There are a lot of relaxing options that you can try. Continue to experiment until you find some that work for you.
It is important to learn to breathe deeply and slowly. This helps to loosen the hold that panic can have over your mind. I just focus on slowing my breathing down. I find the counting tricks to be too distracting. I will get frustrated if I lose count or mess up. That kind of defeats the purpose.
But I know many people swear by them. The simplest I have heard of is to breath in for a count of six and then breath out for a count of six. Many people have found success with the 4–7–8 method of breathing in for a count of four, holding for a count of seven, and then exhaling for a count of eight. Try different things and see what works for you.
Learning to focus your mind can also have relaxing benefits that will help manage your anxiety. There are many different types of meditation you can try. With some, you just sit and try to clear their mind or focus on a mantra. Others use guided meditations through an app or Spotify.
Mindfulness is something that can be used with meditation or on its own. Mindfulness is when you focus your attention on what is happening in the present. No past regrets. No future worries. Only the immediate present moment.
Visualization is another technique that can be used for relaxation.
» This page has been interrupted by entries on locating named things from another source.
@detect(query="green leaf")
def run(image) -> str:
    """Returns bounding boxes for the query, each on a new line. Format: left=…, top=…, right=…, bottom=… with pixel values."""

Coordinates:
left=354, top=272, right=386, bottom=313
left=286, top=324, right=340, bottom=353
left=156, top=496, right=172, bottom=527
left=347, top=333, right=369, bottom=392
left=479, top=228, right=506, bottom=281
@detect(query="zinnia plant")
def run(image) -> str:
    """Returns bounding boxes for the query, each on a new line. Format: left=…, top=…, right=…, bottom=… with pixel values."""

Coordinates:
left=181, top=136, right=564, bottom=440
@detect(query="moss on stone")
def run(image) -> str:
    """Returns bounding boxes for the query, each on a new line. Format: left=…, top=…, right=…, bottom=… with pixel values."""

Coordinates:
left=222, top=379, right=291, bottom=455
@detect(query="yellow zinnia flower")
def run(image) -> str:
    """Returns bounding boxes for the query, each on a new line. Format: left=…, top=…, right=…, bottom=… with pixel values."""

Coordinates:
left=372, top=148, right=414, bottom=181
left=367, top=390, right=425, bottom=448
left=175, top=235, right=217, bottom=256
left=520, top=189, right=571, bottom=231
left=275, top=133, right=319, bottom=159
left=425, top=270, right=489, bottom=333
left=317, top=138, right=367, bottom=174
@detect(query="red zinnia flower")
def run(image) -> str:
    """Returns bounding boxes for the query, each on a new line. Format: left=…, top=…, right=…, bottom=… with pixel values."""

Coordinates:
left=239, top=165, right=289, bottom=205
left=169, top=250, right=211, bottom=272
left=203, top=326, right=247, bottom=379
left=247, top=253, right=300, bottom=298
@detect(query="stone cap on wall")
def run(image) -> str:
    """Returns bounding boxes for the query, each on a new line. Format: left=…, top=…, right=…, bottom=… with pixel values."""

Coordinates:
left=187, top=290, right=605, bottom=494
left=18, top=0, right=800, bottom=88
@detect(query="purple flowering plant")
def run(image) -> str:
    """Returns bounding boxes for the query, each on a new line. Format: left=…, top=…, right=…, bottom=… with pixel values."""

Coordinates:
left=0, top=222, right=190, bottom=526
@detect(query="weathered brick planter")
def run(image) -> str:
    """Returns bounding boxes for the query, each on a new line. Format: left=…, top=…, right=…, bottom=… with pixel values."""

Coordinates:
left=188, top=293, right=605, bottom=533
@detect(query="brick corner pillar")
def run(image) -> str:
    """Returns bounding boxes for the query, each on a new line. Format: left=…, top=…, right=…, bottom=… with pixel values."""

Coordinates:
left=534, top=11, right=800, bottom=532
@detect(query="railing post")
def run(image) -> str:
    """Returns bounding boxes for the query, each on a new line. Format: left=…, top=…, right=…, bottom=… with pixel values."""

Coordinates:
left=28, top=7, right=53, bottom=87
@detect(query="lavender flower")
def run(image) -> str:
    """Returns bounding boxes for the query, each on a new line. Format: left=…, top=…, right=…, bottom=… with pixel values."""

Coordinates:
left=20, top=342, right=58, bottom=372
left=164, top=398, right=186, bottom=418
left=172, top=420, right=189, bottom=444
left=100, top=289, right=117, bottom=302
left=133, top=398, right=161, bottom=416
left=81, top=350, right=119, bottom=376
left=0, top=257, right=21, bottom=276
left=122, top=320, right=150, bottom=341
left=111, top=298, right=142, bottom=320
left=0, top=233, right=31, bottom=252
If you have a particular place that you find relaxing — your bedroom, your favorite beach, your grandmother’s kitchen from when you were a child — learn to visualize that place in perfect detail. Practice visualizing until it feels real. You can hear the sounds. You can smell the smells. Once you can visualize it in that much detail, try escaping there when you are feeling overwhelmed with your anxiety. Close your eyes and go to your relaxing spot for a few minutes.
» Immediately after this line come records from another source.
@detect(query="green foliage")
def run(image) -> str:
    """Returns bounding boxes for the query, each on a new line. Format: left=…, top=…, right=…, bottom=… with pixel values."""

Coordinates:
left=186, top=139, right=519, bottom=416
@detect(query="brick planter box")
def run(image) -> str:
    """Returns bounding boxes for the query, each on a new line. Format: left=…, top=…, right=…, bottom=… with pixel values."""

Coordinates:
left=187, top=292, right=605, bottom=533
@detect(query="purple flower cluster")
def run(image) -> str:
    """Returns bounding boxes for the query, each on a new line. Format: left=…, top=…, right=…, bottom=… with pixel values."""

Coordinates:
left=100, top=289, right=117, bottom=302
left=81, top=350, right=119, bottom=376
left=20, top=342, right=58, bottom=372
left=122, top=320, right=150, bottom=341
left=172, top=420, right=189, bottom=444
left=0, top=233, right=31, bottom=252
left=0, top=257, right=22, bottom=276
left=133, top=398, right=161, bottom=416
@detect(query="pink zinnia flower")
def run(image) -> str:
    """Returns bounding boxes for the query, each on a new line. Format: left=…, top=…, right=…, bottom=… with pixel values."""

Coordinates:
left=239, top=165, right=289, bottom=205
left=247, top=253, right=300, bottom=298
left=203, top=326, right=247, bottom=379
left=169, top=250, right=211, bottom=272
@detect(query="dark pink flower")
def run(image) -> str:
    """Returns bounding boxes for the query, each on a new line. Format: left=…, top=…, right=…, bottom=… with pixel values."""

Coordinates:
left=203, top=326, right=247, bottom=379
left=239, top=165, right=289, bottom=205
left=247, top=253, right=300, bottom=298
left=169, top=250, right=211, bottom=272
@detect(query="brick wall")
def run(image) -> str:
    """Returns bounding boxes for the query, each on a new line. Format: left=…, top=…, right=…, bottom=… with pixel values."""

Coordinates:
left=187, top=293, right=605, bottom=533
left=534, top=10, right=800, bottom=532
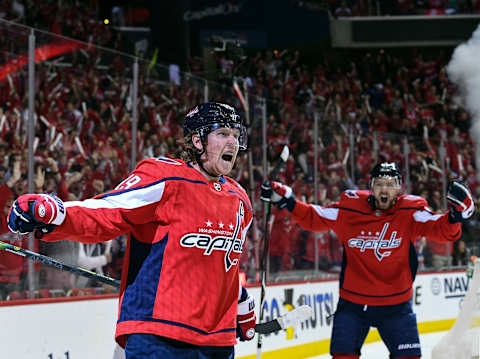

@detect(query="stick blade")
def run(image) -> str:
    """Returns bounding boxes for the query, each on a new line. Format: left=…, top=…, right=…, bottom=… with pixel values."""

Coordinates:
left=255, top=305, right=313, bottom=334
left=279, top=304, right=313, bottom=329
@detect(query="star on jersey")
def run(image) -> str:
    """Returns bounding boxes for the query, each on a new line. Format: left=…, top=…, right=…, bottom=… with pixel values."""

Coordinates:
left=347, top=222, right=402, bottom=262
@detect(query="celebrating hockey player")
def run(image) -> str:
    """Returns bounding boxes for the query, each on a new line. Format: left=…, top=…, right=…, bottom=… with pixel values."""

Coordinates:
left=262, top=162, right=474, bottom=359
left=8, top=103, right=255, bottom=359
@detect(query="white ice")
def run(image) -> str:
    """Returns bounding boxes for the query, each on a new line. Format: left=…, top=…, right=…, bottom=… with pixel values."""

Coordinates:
left=309, top=332, right=446, bottom=359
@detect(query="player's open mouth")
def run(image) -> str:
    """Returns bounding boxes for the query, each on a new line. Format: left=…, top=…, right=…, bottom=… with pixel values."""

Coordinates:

Yoga and other forms of stretching can help your body to relax. Many of us hold our anxiety in our bodies in the form of tight muscles. Learning ways to physically relax those muscles can help release some of your anxiety.
If you can afford a massage or have a generous partner, that may help relax those muscles as well.
You don’t have to be a professional writer to use writing to relax. When your mind is running a thousand miles a minute, it will help you to take some time to sit down and dump everything you are worried about onto a piece of paper. Write it all down. If paragraphs seem too formal for you, just write a list. Bullet points are fine.
Using a pen and paper works best for me. I suspect that is because the physical act of writing feels more real. I type almost everything, but when I’m brain dumping anxiety, I write the old-fashioned way.
Nobody else is going to read it. The objective is to get the worries outside of you. Brain dump them all onto the paper. This will give you some relief and a few moments of relaxation.
Some of the worries may return to your mind, but some may follow that piece of paper into the trash can.
Distract your overactive mind. Play with your pet. Watch funny videos online. Go on social media — unless that just makes you feel worse. With the country being what it is right now, social media is often a place that just makes me feel worse. I use it for professional reasons and then log off. It is no longer relaxing for me. But some of you have curated your social media to just pleasant things and then it would serve as relaxation for you.
Music can also be a great distraction. Listen to something upbeat. Or try binaural beats. I just discovered them a few weeks ago. I’ve been using the ones for focus. They kick ass. I cannot attest to the relaxation ones because I have not tried them yet.
If you like video games, use them. I’m not a fan of traditional video games, but I do enjoy the simple ones like Candy Crush on my tablet. I frequently use those to clear my mind. Do what works for you. If you like to drive around the race track and Mario or go on secret missions to root out Nazis, go for it.
Finally, try relaxing self-care. This will look different for everyone. Some people like alone time. Take a bubble bath, read a book, go for a solo walk. Some people enjoy being around other people. Have coffee with a friend or go on a hike with them. Find something you find relaxing and nurturing for yourself.
Relaxing can be a challenge when you are an anxious person. With some experimenting and practice, you can find small ways to incorporate relaxation into your day. These small ways will add up and help you manage your anxiety and your life.